Accord sur la chose et le prix : la vente est parfaite… même pour les communes

Dans un arrêt du 15 mars 2017, le Conseil d’Etat confirme une jurisprudence constante qu’il était bon de rappeler. Lorsqu’il y a accord sur la chose et sur le prix, la vente d’un bien est parfaite quand bien même le vendeur est une commune qui se voit appliquer pour son domaine privé, les dispositions du code civil.

Double apport de l’arrêt :

1-      Le juge administratif est compétent pour connaître de la contestation par une personne privée des délibérations d’un conseil municipal ayant respectivement pour objet d’annuler une précédente délibération autorisant la vente de parcelles de son domaine privé à cette dernière et d’autoriser la vente de ces parcelles à une autre personne, « dès lors que ces actes affectent le périmètre ou la consistance du domaine privé de la commune ».

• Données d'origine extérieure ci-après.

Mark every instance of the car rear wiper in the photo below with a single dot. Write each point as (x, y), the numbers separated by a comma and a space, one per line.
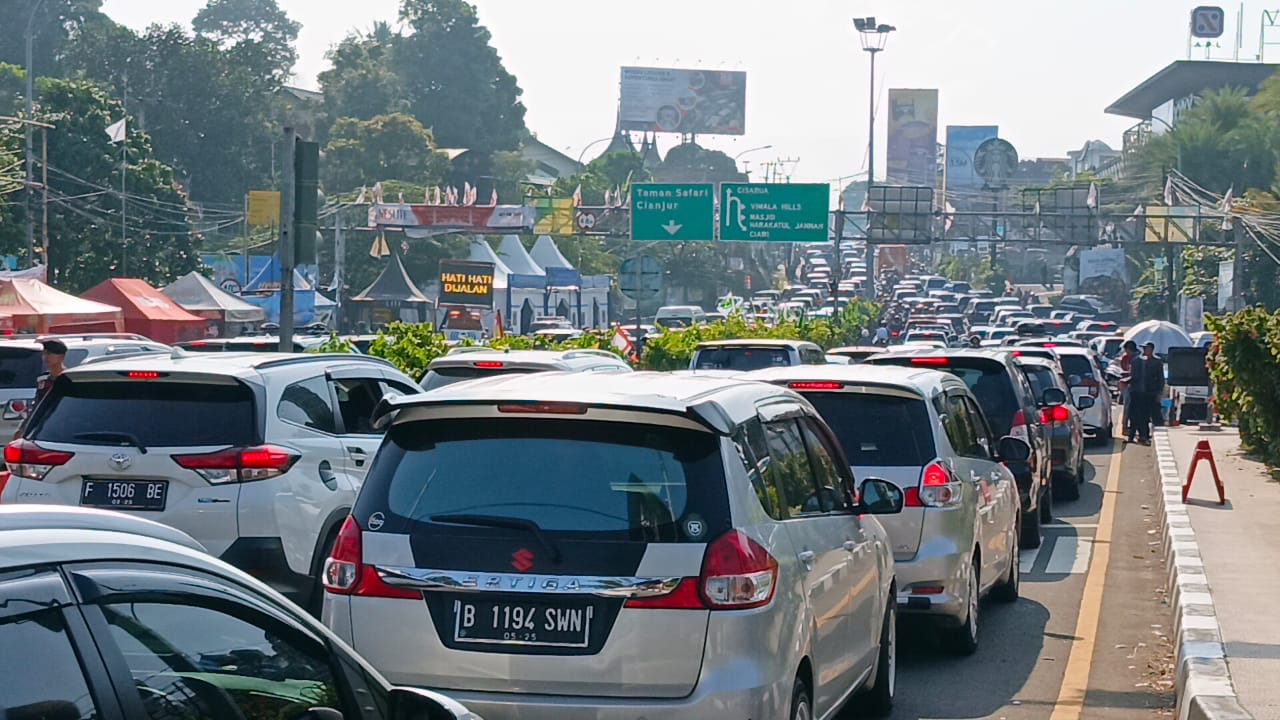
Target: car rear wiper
(501, 522)
(113, 434)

Ce n’est pas une nouveauté depuis l’arrêt du Tribunal des Conflits du 22 novembre 2010, SARL Brasserie du Théâtre c/ Commune de Reims, n° 3764, p. 590.

2-      Le juge administratif tire toutes les conséquence d’une délibération d’un conseil municipal autorisant la vente de parcelles de son domaine privé à une société pour un prix donné, qui ne subordonnait cet accord à aucune condition.

Il retient que les parties ayant ainsi clairement marqué leur accord sur l’objet de la vente et le prix auxquels elle devait s’effectuer, cette délibération a eu pour effet, en application des dispositions de l’article 1583 du code civil, de parfaire la vente et de transférer à la société la propriété de ces parcelles. Il en résulte que le conseil municipal ne pouvait légalement, par des délibérations ultérieures, ni annuler cette première délibération ni décider de céder les mêmes parcelles à une autre société et ce quand bien même le premier acquéreur « n’avait versé aucun des acomptes prévus par l’échéancier [un paiement échelonné du prix sur cinq ans ayant été fixé] ou demandé la passation des actes de transfert de propriété ».

L’acquéreur peut même saisir le juge civil d’une demande tendant à s’entendre prononcer à son profit la vente, le jugement étant ensuite publié au service de la publicité foncière.